Test and Measure the Solution

For an application that is fully internal, there are no actual business metrics; instead, monitoring the quality is the sole focus. We must make sure that this internal application is not unnecessarily increasing the error of the application.

Model-Centric Metrics

We can measure the accuracy of an OCR model by character and word accuracy. You can measure this character error rate by calculating the Levenshtein distance between the expected and observed text then dividing by the size of the text.

In addition to monitoring the actual model error rates, you can capture statistics about output.
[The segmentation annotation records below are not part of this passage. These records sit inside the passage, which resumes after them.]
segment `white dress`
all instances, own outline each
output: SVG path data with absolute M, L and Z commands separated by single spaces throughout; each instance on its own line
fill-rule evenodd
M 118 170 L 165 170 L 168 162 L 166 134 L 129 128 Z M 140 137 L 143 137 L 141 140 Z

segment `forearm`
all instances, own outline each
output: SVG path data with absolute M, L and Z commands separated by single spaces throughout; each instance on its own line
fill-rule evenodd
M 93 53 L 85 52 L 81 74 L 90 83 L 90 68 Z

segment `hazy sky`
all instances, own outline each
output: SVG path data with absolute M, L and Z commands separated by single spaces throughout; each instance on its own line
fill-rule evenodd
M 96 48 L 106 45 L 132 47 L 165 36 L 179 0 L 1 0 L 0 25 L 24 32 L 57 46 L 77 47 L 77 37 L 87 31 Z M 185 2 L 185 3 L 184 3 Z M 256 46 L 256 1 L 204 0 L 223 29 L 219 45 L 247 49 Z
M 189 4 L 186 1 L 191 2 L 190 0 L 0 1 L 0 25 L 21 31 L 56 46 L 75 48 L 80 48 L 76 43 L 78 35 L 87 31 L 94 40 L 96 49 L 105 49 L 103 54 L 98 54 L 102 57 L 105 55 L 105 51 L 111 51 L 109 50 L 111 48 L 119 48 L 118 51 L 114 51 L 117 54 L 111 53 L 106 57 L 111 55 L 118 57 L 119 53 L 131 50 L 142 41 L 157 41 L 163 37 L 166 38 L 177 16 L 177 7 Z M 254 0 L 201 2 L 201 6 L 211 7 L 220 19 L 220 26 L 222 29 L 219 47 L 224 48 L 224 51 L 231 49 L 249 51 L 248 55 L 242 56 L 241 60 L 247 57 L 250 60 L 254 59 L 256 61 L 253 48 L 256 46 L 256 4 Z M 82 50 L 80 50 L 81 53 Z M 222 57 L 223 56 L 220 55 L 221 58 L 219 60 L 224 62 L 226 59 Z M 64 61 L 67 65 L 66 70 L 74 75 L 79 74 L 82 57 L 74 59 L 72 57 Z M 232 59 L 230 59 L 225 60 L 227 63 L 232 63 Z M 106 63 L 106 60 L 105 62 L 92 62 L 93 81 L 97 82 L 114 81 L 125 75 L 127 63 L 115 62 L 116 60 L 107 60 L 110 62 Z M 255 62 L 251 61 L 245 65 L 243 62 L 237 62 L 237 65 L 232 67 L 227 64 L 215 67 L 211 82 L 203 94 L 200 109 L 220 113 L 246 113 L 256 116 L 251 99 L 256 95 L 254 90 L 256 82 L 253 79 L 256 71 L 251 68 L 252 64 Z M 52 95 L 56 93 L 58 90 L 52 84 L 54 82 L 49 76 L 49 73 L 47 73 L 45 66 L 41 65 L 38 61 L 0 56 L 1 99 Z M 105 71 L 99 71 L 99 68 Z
For example, monitoring the distribution of words can potentially diagnose a problem.

Review

When you build an internal service, like an OCR tool may very well be, you will want to review the work with the teams that will need it. Ultimately, the success of your application requires that your users be satisfied with both the technical correctness and the support available. In some organizations, especially larger ones, there can be significant pressure to use in-house tools. If these tools are poorly engineered, under-documented, or unsupported, other teams will rightfully try and avoid them. This can potentially create hard feelings and lead to duplicated work and the siloing of teams. This is why it is a good idea to review the internal products and seek and accept feedback early and often.

Conclusion

In this chapter we looked at an NLP application that is not focused on extracting structured data from unstructured data but is instead focused on converting from one type of data to another. Although this is only tangentially related to linguistics, it is immensely important practically. If you are building an application that uses data from long-established industries, it is very likely you will have to convert images to text.

In this part of the book, we talked about building simple applications that apply some of the techniques we learned in Part II. We also discussed specific and general development practices that can help you succeed in building your NLP application. To revisit a point made previously about Spark NLP, a central philosophical tenet of this library is that there is no one-size-fits-all. You will need to know your data, and know how to build your NLP application. In the next part we will discuss some more general tips and strategies for deploying applications.